Bugün, geçtiğimiz hafta 9. Kez düzenlenen YÖREX fuarından
söz edeceğiz. Bu tür etkinliklerle Hasan Subaşı zamanında Cam Piramit ile AKM
arasına inşa edilen “Kral Yolu” üzerindeki etkinliklerle tanıştık.
YÖREX bu yıl, rahatsızlandığım, bile bile yanlış
noktalarda derman arayıp kendimi avuttuğum döneme rastladı. Girişte, her fuarda
yerini alan Uşaklı Tarhanacı Baba vardı. Manavgat reyonuna gidiyorum. Herkes
maden memleketini öne çıkarıyor, bir Manavgatlı olarak üstümüze düşeni yaparız.
Bu arada Serikliler stant açtı da biz mi uğramadık?
Ne Beypazarı Kurusu’na bakıyorum, ne Malatya’nın dut
pestillerine. Manavgat standında “Çivirgi” yiyeceğim. Evet şekerim var. Ne
diyordu Tanju Okan. “Koy koy koy koy… Öleceksek ölelim..”
MATSO yine çok hoş bir stand hazırlamış. “Ahmet Boztaş,
‘Manavgat’ı marka yapacağım’ diye diye kendini markalaştırdı” diyen arkadaşımda
orada. Kendisi yerel ürünlerin ortaya çıkarılmasını, tanıtılmasını, yöre
halkının hem özüne dönüp, hem de para kazanmasını “siyasi yatırım malzemesi”
olarak görüyor ki; hala “Şükrü Sözen çekilecekmiş. Bu koşulda Boztaş elini
kolunu sallaya sallaya seçimi alır” diyor.
Sahi nedir bu Sözen vakası. Fuarda birkaç Manavgatlı
arkadaşımla görüştüm, ardından Manavgat’takilerle yazıştım. Konuştum. Bir
dedikodu var. “Şükrü Sözen Kılıçdaroğlu’na, ‘Beni affedin, ailem istemiyor,
onun için çekiliyorum’ demiş” diyorlar. Bir başkası da ekliyor, “Büyükşehir
adayına göre karar verecekmiş.” İşin ucu
kaçtı, “eşi, ‘aday olursan seni boşarım’ demiş”e götürüyor bir diğeri.
Neyse biz YÖREX’e dönelim.
Geçtiğimiz yıl en azından meşhur çakıları ile Serik
ilçesinin neden daha büyük bir stant açmadığını sormuştuk. Bu yık külli
göremedik.
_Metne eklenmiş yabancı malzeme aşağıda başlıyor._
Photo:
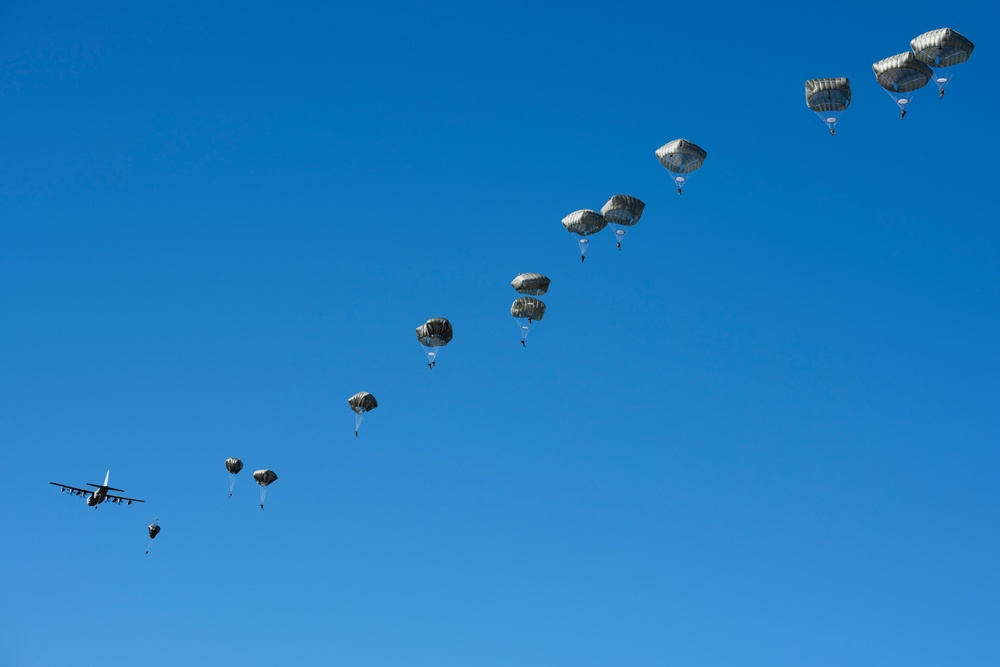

Eeee… Henüz aday adayı iken şahsıma 2 saatini ayırıp, “Serik
Avrupa’da en çok tanınan 10 ilçeden biri olacak” diyen kişi mevcut Belediye
Başkanı Ramazan Çalık değil miydi?
Sadece “Çivirdek” değil, bir tane de “kıstırma”
atıştırıyorum erken gittiğim randevuda Ahmet Boztaş’ı beklerken. Geldi… O da ne
ayakta duracak hali yok. “Zatürre başlangıcı” demiş doktor. Ona rağmen fuarda.
Zaten fuar boyunca her gün orada olup, konuklarını ağırladı.
Ertesi gün bir daha gittik YÖREX’e. Yolda toplu taşıma
araçlarından inip koşar adım ANFAŞ’a koşan yaşlı insanları gören eşim şaşkın.
Stantlara göz atıyoruz usulünden. Ufak tefek bişeyler alıp dönüyoruz Manavgat
standına.
Başkan Boztaş yine orada.
Bu arada “emekçi” gibi çalışarak bu fuarın bugüne
gelmesini sağlayan Borsa Başkanı Ali Çandır ve ekibini de takdir edelim, onlar
bizi umursamaz da biz kendilerini önemsiyoruz. Çünkü memlekete artı değer
katıyorlar. Kişisel beklentimiz yok.
Fuarın son günü akşam saati telefonla aradım Başkan
Boztaş’ı. Yine oradaydı. Bir “Manavgatlı” olarak teşekkür ettim Manavgatlılar
şahsıma böyle bir yetki vermediği halde. “#NeVarsaManavgattaVar” ve
“#ManavgatınTadıVar” söylemi ile yola çıkan, gereğini de fazlasıyla yerine
getiren Boztaş ve ekibine bir de buradan teşekkür edelim.